Trotz Kapitulation kein Frieden

Die Annahme des G8-Plans durch den Staatspräsidenten und das Parlament Jugoslawiens bedeutet eine vollständige Kapitulation. Jugoslawien wurde ein zweiseitiges Papier vorgelegt, das von den Unterhändlern Tschernomyrdin und Ahtisaari als "bestes Angebot der internationalen Gemeinschaft" und als "nicht verhandelbar" bezeichnet wurde - ein Ultimatum also. Es enthält im Kern die fünf zentralen Forderungen der NATO:
1. und 2. Die Vertreibungspolitik hat ein Ende. Alle serbischen Truppen und Sicherheitskräfte ziehen sich vollständig aus Kosova zurück. Zu einem späteren Zeitpunkt können "Hunderte von ihnen, nicht Tausende" zurückkommen und besondere Funktionen ausüben, allerdings "unter internationaler Aufsicht" (Financial Times vom 4.6.).
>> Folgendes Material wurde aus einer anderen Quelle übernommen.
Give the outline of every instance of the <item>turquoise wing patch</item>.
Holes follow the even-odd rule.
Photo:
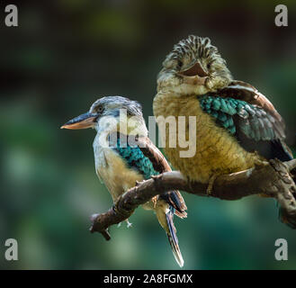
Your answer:
[[[118,138],[116,147],[117,153],[126,160],[128,166],[143,175],[145,179],[150,178],[159,173],[156,171],[148,158],[147,158],[138,146],[130,146],[127,141],[121,141]]]

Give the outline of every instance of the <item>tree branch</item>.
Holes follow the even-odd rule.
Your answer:
[[[295,183],[290,172],[296,167],[296,159],[288,162],[270,160],[245,171],[217,177],[211,194],[207,184],[189,182],[179,172],[166,172],[137,183],[123,194],[105,213],[94,214],[90,231],[100,232],[106,240],[111,238],[108,228],[127,220],[141,204],[152,197],[171,190],[183,190],[200,196],[223,200],[238,200],[253,194],[266,194],[275,198],[288,217],[296,221]]]

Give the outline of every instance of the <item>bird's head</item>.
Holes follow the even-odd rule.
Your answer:
[[[211,40],[190,35],[166,56],[157,76],[157,90],[199,95],[223,88],[231,80],[226,61]]]
[[[94,128],[98,132],[121,131],[145,134],[147,128],[141,105],[121,96],[105,96],[96,100],[89,111],[65,123],[61,129]],[[124,129],[125,131],[121,130]]]

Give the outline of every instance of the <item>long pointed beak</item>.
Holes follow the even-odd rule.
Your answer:
[[[60,129],[86,129],[94,126],[97,114],[86,112],[68,121]]]
[[[196,62],[193,66],[181,71],[180,74],[182,76],[198,76],[200,77],[205,77],[209,76],[208,73],[203,69],[202,66],[199,61]]]

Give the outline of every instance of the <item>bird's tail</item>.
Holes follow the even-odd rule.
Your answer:
[[[171,245],[171,248],[175,256],[175,261],[180,266],[180,267],[183,267],[184,266],[184,259],[181,254],[181,250],[178,244],[178,238],[176,236],[176,230],[174,225],[174,213],[175,213],[175,208],[170,207],[167,209],[166,212],[166,223],[168,226],[168,231],[166,231],[166,235],[168,238],[169,244]]]

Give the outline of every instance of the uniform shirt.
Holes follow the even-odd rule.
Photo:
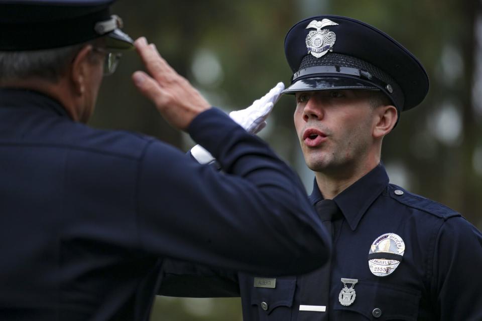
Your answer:
[[[0,319],[147,320],[166,257],[275,273],[325,260],[302,185],[266,143],[214,108],[189,132],[224,173],[0,89]]]
[[[310,198],[313,205],[323,199],[316,181]],[[459,213],[390,184],[382,164],[334,200],[343,217],[334,224],[329,302],[315,298],[318,280],[325,276],[321,275],[322,268],[281,277],[263,273],[238,273],[237,277],[223,274],[227,294],[236,295],[233,284],[238,282],[244,320],[315,321],[321,319],[323,313],[328,313],[330,320],[342,321],[482,320],[478,276],[482,235]],[[402,239],[405,252],[391,274],[378,276],[369,268],[369,253],[375,240],[387,233]],[[166,265],[169,277],[162,292],[166,288],[170,295],[187,296],[190,291],[207,296],[199,287],[189,289],[196,284],[192,267],[188,271],[191,279],[183,283],[186,287],[183,293],[179,284],[175,288],[173,281],[182,279],[179,274],[184,268],[171,264]],[[197,272],[209,275],[202,269]],[[171,279],[173,276],[178,277]],[[260,279],[255,281],[255,277]],[[357,280],[353,286],[354,299],[347,306],[339,301],[344,287],[342,278]],[[210,283],[222,286],[218,279],[216,282]],[[274,288],[265,287],[275,283]],[[351,284],[347,285],[349,288]],[[216,294],[212,286],[206,288]],[[300,305],[326,306],[327,311],[300,311]]]

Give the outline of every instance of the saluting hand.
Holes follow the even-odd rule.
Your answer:
[[[153,44],[148,44],[141,37],[134,45],[149,74],[135,72],[132,78],[136,86],[167,121],[186,130],[194,117],[211,105],[161,57]]]

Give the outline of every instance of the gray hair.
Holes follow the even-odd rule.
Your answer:
[[[0,83],[35,78],[56,83],[84,46],[101,39],[68,47],[32,51],[0,51]]]

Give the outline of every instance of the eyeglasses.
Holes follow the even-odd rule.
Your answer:
[[[97,47],[94,47],[93,50],[105,55],[104,59],[103,75],[104,76],[110,76],[114,73],[117,65],[119,64],[119,61],[120,60],[120,57],[122,57],[122,54],[118,52],[109,52],[106,51],[105,49]]]

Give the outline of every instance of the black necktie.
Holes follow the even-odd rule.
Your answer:
[[[339,209],[333,200],[322,200],[315,204],[315,209],[326,231],[333,238],[333,221],[339,215]]]
[[[333,239],[333,221],[340,217],[341,212],[332,200],[323,200],[315,204],[315,209],[321,219],[325,228]],[[326,312],[303,312],[298,316],[298,321],[326,321],[328,319],[329,311],[333,308],[333,302],[330,302],[330,280],[331,271],[331,258],[324,265],[303,277],[302,286],[306,288],[302,290],[301,304],[325,305]],[[306,303],[302,303],[305,302]]]

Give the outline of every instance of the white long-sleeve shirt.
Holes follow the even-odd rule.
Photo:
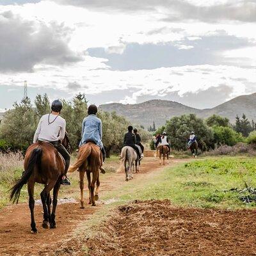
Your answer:
[[[50,124],[49,124],[48,118]],[[54,119],[54,122],[52,123]],[[65,131],[66,121],[64,118],[52,114],[50,114],[50,116],[49,114],[44,115],[39,121],[35,132],[33,143],[35,143],[38,140],[42,141],[62,140],[65,137]]]

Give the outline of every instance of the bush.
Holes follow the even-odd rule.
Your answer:
[[[217,145],[234,146],[238,142],[244,142],[245,139],[242,134],[234,131],[231,127],[214,126],[214,142]]]

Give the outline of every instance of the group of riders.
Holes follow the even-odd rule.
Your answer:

Dieser Punkt ist von Milosevic trotz Unterschrift danach wieder in Frage gestellt worden - allem Anschein nach aus taktischen innenpolitischen Gründen. Die Bombenangriffe gehen weiter.
3. Eine internationale Truppe mit NATO-Kern besetzt Kosova. Vorgesehen sind 51.000 Soldaten unter UN-Aufsicht. Es nehmen an ihr auch russische und ukrainische sowie Truppen neutraler Staaten teil. Das Oberkommando ist jedoch "einheitlich" - d.h. unter NATO- Oberbefehl (vorgesehen ist ein britischer Generalkommandeur).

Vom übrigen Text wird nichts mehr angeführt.